December 14, 2002

THE PEOPLE MAGAZINE OF TERRORISTS:

A Life Divided: Italy's Quixote of Terrorism (ALEXANDER STILLE, 12/14/02, NY Times)
On the night of March 14, 1972, Giangiacomo Feltrinelli, a leading European publisher who was one of Italy's richest men, was blown up trying to ignite a terrorist bomb on an electric pylon outside Milan.

It was a strange and yet emblematic end to the complex career of a man who was a major figure in the history of postwar European culture. Feltrinelli had helped revolutionize Italian book publishing. The son of a family of wealthy Italian monarchists, he joined the Communist Party while still a teenager. He nonetheless published, over the objections of the Soviet Union, the first world edition of Boris Pasternak's "Doctor Zhivago," an event that shook the Soviet empire and won Pasternak the Nobel Prize for Literature. Feltrinelli also started the first (and still the best) great bookstore chain in Italy, which still bears his name.

At the same time, infatuated with Fidel Castro and Che Guevara, he became convinced that he could wage a Cuban-style revolution in the middle of wealthy, well-defended Europe, a tragic delusion that led to his death on the outskirts of Milan. [...]

In the journalist Giorgio Bocca's 1979 book, "We Terrorists," Feltrinelli appears like a kind of Walter Mitty of revolution. Mr. Bocca tells how Feltrinelli went underground, how he visited a friend and insisted on sleeping outdoors, wore Cuban military fatigues and lobbed grenades in the garden.
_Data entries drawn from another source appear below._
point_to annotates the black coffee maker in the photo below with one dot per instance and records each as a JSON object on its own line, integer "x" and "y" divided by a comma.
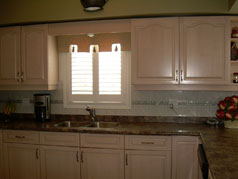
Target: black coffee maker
{"x": 42, "y": 107}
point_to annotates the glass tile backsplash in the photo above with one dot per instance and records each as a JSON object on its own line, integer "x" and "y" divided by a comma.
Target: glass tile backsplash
{"x": 144, "y": 103}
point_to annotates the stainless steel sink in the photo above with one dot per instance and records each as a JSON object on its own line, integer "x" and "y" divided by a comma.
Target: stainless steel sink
{"x": 72, "y": 124}
{"x": 103, "y": 125}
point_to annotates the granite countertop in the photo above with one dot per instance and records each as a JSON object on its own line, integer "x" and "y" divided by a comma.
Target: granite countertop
{"x": 221, "y": 145}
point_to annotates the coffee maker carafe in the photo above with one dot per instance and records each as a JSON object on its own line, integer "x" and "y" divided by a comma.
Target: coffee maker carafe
{"x": 42, "y": 107}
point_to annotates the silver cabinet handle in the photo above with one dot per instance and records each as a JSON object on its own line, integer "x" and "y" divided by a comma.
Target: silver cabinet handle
{"x": 22, "y": 76}
{"x": 77, "y": 156}
{"x": 126, "y": 160}
{"x": 37, "y": 153}
{"x": 176, "y": 75}
{"x": 18, "y": 77}
{"x": 81, "y": 157}
{"x": 148, "y": 143}
{"x": 181, "y": 75}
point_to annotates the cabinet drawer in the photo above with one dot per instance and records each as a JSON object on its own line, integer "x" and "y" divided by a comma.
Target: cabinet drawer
{"x": 59, "y": 138}
{"x": 16, "y": 136}
{"x": 102, "y": 141}
{"x": 148, "y": 142}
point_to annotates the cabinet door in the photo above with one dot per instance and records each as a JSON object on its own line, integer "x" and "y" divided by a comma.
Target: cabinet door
{"x": 34, "y": 54}
{"x": 184, "y": 157}
{"x": 60, "y": 162}
{"x": 204, "y": 50}
{"x": 148, "y": 164}
{"x": 9, "y": 55}
{"x": 21, "y": 161}
{"x": 102, "y": 163}
{"x": 155, "y": 51}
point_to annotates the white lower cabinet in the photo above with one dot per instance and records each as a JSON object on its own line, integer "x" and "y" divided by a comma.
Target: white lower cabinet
{"x": 102, "y": 156}
{"x": 184, "y": 157}
{"x": 60, "y": 155}
{"x": 148, "y": 164}
{"x": 50, "y": 155}
{"x": 21, "y": 161}
{"x": 60, "y": 162}
{"x": 148, "y": 157}
{"x": 102, "y": 163}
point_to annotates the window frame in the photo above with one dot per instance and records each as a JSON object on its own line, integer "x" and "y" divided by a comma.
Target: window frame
{"x": 125, "y": 103}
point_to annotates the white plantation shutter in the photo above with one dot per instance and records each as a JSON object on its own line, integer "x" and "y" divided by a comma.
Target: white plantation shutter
{"x": 82, "y": 73}
{"x": 99, "y": 78}
{"x": 110, "y": 73}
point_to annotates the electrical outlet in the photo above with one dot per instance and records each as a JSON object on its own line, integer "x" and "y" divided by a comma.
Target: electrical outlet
{"x": 173, "y": 103}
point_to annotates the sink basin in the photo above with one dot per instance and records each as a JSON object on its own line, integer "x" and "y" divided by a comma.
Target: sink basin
{"x": 72, "y": 124}
{"x": 103, "y": 125}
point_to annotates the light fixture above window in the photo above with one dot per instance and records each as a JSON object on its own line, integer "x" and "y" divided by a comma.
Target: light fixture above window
{"x": 93, "y": 5}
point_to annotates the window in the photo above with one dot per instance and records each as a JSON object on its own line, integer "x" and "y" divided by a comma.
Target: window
{"x": 100, "y": 79}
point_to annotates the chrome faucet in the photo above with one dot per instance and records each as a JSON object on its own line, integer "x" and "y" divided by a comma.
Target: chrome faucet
{"x": 92, "y": 113}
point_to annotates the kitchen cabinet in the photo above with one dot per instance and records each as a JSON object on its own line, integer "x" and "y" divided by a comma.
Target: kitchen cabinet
{"x": 28, "y": 58}
{"x": 148, "y": 157}
{"x": 184, "y": 157}
{"x": 204, "y": 51}
{"x": 60, "y": 162}
{"x": 10, "y": 55}
{"x": 21, "y": 154}
{"x": 104, "y": 158}
{"x": 60, "y": 155}
{"x": 155, "y": 51}
{"x": 189, "y": 50}
{"x": 102, "y": 163}
{"x": 21, "y": 161}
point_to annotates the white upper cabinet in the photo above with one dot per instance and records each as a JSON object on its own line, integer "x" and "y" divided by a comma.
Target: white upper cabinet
{"x": 34, "y": 54}
{"x": 190, "y": 50}
{"x": 28, "y": 58}
{"x": 9, "y": 55}
{"x": 155, "y": 51}
{"x": 204, "y": 55}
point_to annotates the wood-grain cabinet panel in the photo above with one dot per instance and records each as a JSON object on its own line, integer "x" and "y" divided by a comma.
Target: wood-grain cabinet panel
{"x": 155, "y": 50}
{"x": 102, "y": 163}
{"x": 60, "y": 162}
{"x": 21, "y": 161}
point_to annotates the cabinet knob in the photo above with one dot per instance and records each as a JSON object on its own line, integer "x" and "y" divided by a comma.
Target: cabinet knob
{"x": 126, "y": 160}
{"x": 22, "y": 76}
{"x": 181, "y": 75}
{"x": 81, "y": 157}
{"x": 37, "y": 153}
{"x": 77, "y": 156}
{"x": 18, "y": 77}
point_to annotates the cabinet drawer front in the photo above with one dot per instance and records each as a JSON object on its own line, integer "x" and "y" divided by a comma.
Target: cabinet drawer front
{"x": 16, "y": 136}
{"x": 59, "y": 138}
{"x": 102, "y": 141}
{"x": 148, "y": 142}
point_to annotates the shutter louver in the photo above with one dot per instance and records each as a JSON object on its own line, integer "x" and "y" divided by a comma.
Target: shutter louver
{"x": 82, "y": 73}
{"x": 109, "y": 73}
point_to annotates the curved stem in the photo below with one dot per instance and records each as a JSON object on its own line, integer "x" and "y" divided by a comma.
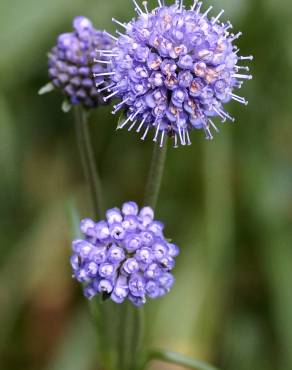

In the book, Renato Curcio, a founder of the Red Brigades, describes Feltrinelli as sincere but given over to a romantic idea of guerrilla life. At a certain point, Feltrinelli lectured the Red Brigades on the necessity of each member's having a "guerrilla knapsack," with a change of clothes, new fake identity cards and "a bag of salt and cigars."